Negative feedback regulation of phosphatidylinositol 3-kinase/Akt pathway by over-expressed cyclooxygenase-2 in human epidermal cancer cells.

While enhanced expression of cyclooxygenase (COX)-2 has been observed in human skin epidermal cancer, the mechanisms underlying COX-2 expression have not been completely elucidated. Recently, a role for the phosphatidylinositol-3 (PI3) kinase pathway in COX-2 expression has attracted attention. We investigated COX-2 expression, PI3 kinase activity, and the phosphorylation level of Akt, a downstream effector of PI3 kinase, in the human skin cancer cell line HSC-5. Compared to the nontumorigenic keratinocyte HaCaT, in HSC-5 cells, COX-2 protein expression and PI3 kinase activity were increased.
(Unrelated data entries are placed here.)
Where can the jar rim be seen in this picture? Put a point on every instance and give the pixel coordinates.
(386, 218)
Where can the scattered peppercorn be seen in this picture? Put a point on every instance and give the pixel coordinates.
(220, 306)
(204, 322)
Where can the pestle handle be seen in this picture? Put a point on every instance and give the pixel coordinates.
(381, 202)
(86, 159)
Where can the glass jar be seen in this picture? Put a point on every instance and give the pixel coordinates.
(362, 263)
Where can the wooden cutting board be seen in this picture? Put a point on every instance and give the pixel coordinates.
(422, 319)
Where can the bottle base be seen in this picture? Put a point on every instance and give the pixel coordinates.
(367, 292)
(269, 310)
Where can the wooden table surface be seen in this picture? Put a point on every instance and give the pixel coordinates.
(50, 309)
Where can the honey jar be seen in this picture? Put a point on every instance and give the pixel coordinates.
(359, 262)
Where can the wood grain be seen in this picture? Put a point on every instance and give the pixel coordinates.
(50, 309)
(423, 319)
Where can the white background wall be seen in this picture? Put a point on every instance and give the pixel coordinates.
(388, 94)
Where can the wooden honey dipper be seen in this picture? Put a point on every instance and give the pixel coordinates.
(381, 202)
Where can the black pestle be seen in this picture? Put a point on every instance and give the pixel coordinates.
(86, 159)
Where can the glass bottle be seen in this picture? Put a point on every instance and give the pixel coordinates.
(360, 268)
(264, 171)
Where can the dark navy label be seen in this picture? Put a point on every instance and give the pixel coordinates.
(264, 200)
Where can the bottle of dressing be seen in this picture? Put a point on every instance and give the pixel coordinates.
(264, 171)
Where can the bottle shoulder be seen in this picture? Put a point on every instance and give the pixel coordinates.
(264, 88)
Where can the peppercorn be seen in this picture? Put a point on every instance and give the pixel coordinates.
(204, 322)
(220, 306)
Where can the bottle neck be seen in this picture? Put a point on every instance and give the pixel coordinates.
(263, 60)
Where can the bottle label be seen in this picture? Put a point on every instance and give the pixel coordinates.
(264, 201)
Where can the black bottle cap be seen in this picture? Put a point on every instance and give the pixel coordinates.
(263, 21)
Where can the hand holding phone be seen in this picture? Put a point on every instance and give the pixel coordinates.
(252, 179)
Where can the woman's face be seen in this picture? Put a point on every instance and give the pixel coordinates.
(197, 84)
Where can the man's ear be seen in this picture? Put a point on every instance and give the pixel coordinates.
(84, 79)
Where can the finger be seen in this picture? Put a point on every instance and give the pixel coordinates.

The PI3 kinase inhibitor LY294002 reduced COX-2 expression in HSC-5 cells and, contrary to our expectation, the phosphorylation of Akt was significantly decreased. The expression of Bcl-2, which is regulated by Akt, was reduced, and apoptosis was induced in HSC-5 cells compared to HaCaT cells. COX-2 inhibitor NS398 up-regulated Akt phosphorylation. These results imply that constitutively over-expressed COX-2 down-regulates the Akt phosphorylation through a negative feedback mechanism.